La circunstancia fue aprovechada por los sacerdotes realistas, quienes generalizaron la idea de que Dios había castigado a sus enemigos por levantarse en armas contra el monarca. «Ante esta coincidencia, afloraron de inmediato las creencias del pueblo: el terremoto fue asumido como un castigo divino por la instauración en Caracas de un gobierno impío y ateo que había ido contra el soberano reconocido por Dios», explica Barletta.
Lafaille y Ferrer, por su parte, son partidarios de que los religiosos realistas jugaron hábilmente sus cartas para que el bando realista ganase adeptos. «Argumentaban que el terremoto ocurrió en Jueves Santo, día en que comenzó la revolución, en el momento que las tropas, en traje de gala, estaban apostadas en las entradas de los templos, repletos de gente, esperando la salida de las procesiones para adornarlas y acompañarlas: fue precisamente en el derrumbe de esos templos y de los cuarteles donde murió un gran número de soldados, quedando enterrados bajo los escombros junto con sus armas y municiones», completan los expertos en su dossier.
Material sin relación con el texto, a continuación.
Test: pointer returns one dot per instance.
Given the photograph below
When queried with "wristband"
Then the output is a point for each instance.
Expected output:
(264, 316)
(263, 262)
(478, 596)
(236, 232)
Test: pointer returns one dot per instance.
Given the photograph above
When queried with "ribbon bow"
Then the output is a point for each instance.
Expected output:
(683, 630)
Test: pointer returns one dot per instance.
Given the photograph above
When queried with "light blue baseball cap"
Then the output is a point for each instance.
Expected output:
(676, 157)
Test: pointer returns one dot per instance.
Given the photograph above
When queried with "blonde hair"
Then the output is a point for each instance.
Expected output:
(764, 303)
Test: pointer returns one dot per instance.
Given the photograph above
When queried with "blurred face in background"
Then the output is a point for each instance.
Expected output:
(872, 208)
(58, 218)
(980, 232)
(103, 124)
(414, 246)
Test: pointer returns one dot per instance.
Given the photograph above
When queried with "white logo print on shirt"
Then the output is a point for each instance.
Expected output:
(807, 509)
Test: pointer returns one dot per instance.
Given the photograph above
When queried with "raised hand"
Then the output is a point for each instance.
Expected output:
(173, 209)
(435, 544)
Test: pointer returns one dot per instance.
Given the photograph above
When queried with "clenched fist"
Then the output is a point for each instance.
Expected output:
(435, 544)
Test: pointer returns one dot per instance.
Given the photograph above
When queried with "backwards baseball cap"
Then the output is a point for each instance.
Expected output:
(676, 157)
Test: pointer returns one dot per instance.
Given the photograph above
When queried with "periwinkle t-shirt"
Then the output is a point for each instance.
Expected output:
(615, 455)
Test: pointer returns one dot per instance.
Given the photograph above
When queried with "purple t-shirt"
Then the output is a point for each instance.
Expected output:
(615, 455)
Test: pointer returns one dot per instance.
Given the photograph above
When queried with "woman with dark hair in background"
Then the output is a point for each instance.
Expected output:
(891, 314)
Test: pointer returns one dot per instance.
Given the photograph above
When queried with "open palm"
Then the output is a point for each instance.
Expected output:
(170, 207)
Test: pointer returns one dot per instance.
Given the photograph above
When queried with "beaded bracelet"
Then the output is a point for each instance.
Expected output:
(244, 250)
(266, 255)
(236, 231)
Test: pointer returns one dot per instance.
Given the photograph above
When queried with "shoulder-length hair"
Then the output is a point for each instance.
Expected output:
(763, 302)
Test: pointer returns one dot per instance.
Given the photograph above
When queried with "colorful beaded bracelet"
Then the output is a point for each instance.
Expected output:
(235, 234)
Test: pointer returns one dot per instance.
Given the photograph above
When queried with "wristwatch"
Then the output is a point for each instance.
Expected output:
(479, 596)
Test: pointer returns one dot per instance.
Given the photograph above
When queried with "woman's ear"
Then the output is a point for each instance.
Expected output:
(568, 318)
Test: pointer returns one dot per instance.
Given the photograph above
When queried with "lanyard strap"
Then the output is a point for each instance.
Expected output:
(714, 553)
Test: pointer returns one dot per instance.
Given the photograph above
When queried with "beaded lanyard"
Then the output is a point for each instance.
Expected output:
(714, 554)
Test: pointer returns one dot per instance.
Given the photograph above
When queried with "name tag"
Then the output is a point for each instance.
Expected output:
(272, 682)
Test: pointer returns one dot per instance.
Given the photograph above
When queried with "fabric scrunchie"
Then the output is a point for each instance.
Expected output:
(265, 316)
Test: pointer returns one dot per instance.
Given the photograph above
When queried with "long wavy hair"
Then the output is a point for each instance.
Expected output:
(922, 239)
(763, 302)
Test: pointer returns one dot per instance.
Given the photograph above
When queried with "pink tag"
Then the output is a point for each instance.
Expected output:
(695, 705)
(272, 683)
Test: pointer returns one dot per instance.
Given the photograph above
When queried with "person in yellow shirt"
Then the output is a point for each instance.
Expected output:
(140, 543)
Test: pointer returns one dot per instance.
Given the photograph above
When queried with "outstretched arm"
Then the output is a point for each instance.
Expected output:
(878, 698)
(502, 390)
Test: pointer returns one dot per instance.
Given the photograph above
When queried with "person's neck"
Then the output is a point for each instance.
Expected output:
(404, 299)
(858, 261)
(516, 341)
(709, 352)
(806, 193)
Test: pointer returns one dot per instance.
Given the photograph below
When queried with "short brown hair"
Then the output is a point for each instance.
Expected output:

Esta idea ya había calado entre la población antes incluso de ser propagada por el bando realista. En su obra «Las cuentas pendientes del bicentenario», la autora María Sáenz Quesada recoge el triste testimonio de un ciudadano patriota que así lo demuestra: «En los momentos de mayor angustia se pedía misericordia y perdón al rey tanto como a Dios».
En cualquier caso, el terremoto del Jueves Santo permitió a Monteverde avanzar hasta Barquisimeto, ciudad a la entró sin oposición el 2 de abril después de que hubiese sido evacuada por los patriotas. Y otro tanto ocurrió en Cabudare. El impacto en la moral de los rebeldes fue total. El clima de tensión hizo que, apenas un mes después, la República cediese el poder a Francisco Miranda, que se convirtió en «Dictador Plenipotenciario y Jefe Supremo de los Estados de Venezuela».
¿Fue la tragedia culpable de la destrucción de aquel sistema de gobierno? En palabras de Lafaille y Ferrer, sí: «De acuerdo con Bolívar y Miranda, el terremoto jugó un papel protagonista en la caída de la república, tanto por las pérdidas materiales y humanas que infringió al bando republicano, como por la interpretación “divina”».